Adjusted. Much happier. Thanks for pointer.


----------



## Ed Seeley (17 Feb 2013)

First of all using an air pump won't give you oxygen bubbles - it will give you air bubbles in the tank that are mainly nitrogen.  If you want O2 bubbles, get an O2 cylinder and then you could run it just like a CO2 cylinder using an atomiser.

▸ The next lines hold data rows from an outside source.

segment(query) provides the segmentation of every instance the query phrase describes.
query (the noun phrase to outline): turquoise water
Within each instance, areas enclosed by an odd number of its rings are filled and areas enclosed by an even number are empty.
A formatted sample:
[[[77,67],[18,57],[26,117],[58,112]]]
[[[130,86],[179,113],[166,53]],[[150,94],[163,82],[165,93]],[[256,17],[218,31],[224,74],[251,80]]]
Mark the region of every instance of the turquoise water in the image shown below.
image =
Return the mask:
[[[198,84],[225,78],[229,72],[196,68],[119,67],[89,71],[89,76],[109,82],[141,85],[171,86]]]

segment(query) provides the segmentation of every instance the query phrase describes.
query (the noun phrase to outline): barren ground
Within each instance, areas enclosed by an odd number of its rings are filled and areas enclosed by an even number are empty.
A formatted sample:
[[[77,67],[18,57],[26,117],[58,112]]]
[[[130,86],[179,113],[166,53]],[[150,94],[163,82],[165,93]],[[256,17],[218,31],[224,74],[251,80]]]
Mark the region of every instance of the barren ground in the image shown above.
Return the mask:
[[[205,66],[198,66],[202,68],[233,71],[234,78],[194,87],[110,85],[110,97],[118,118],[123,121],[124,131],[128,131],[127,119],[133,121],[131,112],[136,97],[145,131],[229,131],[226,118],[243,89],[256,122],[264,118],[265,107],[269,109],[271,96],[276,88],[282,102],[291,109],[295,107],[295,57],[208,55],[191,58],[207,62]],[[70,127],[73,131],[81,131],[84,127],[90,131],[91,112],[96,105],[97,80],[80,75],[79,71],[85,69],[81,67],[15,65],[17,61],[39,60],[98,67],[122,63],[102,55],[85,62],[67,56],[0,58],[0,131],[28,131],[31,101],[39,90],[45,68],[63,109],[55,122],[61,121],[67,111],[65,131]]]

Second, why do you want such tiny air bubbles?  What's the aim?  The main function of air in an aquarium is to move the water increasing the amount of water exposed to the air for gaseous exchange, as well as slightly increasing the surface area of water exposed to air by including the surface area of the bubbles too.  However in a lightly stocked tank you probably wouldn't need any more circulation past the air used to run a gentle air powered filter.


----------



## nduli (17 Feb 2013)

Ed, thanks for the guidance. What's the logic behind mainly nitrogen bubbles? 
I wanted smaller bubbles as the tank is small and to disturb surface a little to break up slight surface scum and improve O2 exchange in water given there are shrimps in there, ps and I love the diffusers so aesthetic aspect to it too


----------



## Ed Seeley (17 Feb 2013)

nduli said:


> Ed, thanks for the guidance. What's the logic behind mainly nitrogen bubbles?


 
Atmosphere of Earth - Wikipedia, the free encyclopedia
Air is 78% Nitrogen, 21% Oxygen and around 1% of everything else.



nduli said:


> I wanted smaller bubbles as the tank is small and to disturb surface a little to break up slight surface scum and improve O2 exchange in water given there are shrimps in there, ps and I love the diffusers so aesthetic aspect to it too


 
Sounds like you just need a small fine air stone.


----------



## nduli (17 Feb 2013)

Ed Seeley said:


> Atmosphere of Earth - Wikipedia, the free encyclopedia
> Air is 78% Nitrogen, 21% Oxygen and around 1% of everything else.
> 
> (Sheepish....), everyday is a school day.
> ...



The eheim has been adjusted and bubbles are small enough. Thanks for guidance.


----------